Têm se deitado luzes nos últimos anos sobre as engrenagens na relação entre os entes da federação – leia-se União, estados e municípios – em razão da crise fiscal que abalou as contas públicas, e, em especial, as medidas de políticas fiscais tomadas pelo governo federal, objeto de vários questionamentos.
E aqui cabe a reminiscência de que o Brasil tem uma estrutura federativa fundada na cooperação. Estrutura nascida em um Brasil pós-revolucionário da década de 1930, como resultado de acordos intergovernamentais para aplicação de programas, financiamentos, subvenções e auxilio conjuntos. Entretanto, a falta de coordenação política entre os entes a e a responsabilização política dos municípios cada vez mais acentuada nas áreas de saúde e educação têm contribuído para a criação de um precipício fiscal das contas municipais, sobrecarregadas de obrigações e cambaleantes nas receitas auferidas.

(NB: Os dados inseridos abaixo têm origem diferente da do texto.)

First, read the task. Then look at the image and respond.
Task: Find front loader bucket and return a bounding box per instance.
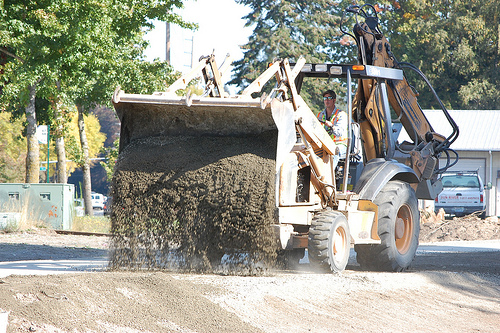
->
[113,90,276,151]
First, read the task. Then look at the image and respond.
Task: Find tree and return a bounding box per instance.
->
[0,112,26,183]
[387,0,500,109]
[230,0,355,111]
[231,0,500,111]
[0,0,194,214]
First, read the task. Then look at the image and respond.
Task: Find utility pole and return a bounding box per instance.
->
[165,22,170,64]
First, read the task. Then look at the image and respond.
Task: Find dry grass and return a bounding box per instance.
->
[71,216,111,234]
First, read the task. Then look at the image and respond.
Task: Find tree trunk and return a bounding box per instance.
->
[56,136,68,184]
[26,83,39,183]
[52,98,68,184]
[77,105,94,216]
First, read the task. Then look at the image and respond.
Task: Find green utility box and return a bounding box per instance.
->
[0,183,75,230]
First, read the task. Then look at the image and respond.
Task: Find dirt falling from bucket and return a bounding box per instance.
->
[110,132,277,271]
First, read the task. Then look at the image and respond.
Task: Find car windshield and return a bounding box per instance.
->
[441,175,479,187]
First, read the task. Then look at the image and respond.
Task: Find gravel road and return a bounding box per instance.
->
[0,228,500,332]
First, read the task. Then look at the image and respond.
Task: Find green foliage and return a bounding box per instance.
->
[0,112,26,183]
[0,0,195,114]
[230,0,355,112]
[231,0,500,111]
[101,139,120,182]
[383,0,500,109]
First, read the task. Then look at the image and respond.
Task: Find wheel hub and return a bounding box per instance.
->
[395,217,405,239]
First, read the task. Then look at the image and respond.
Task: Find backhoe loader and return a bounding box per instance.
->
[113,5,458,272]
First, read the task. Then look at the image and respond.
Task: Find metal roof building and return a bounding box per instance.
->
[416,110,500,216]
[424,110,500,151]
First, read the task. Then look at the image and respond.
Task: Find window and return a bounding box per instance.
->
[40,192,50,201]
[9,192,19,201]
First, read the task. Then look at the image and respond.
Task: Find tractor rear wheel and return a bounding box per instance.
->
[308,210,351,272]
[354,181,420,271]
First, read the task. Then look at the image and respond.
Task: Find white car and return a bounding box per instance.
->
[92,193,107,210]
[434,171,491,217]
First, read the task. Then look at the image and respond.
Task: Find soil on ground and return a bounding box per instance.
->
[0,216,500,332]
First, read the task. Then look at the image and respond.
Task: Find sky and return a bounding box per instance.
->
[146,0,252,76]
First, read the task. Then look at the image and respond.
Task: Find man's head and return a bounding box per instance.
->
[323,90,337,99]
[323,90,337,112]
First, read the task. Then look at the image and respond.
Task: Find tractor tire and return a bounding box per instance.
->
[354,181,420,272]
[308,210,351,273]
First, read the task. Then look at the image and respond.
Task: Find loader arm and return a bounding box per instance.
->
[342,5,458,180]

A harmonização e cooperação dos interesses entre os entes periféricos e o ente central é assunto que rende profícuos debates, não sendo o propósito deste pequeno ensaio crítico. O que se propõe aqui, objetivamente, é demonstrar que o canibalismo às receitas municipais não foi abolido pelo governo federal, pois recentemente foi editado normativo que fere mais uma vez um dos pontos centrais da federação brasileira: a autonomia financeira dos municípios.
O governo federal, por meio do Ministério do Planejamento, Desenvolvimento e Gestão, editou, em 24 de janeiro de 2018, a Instrução Normativa MP 2 (com posterior alteração pela Instrução Normativa MP 3, em 15/02/2018), na qual estabeleceu novas regras e diretrizes a serem seguidas pelas instituições financeiras, que atuarão como mandatárias da União, no tocante à gestão operacional dos repasses de contratos entre a União e municípios, em especial no caso das emendas parlamentares.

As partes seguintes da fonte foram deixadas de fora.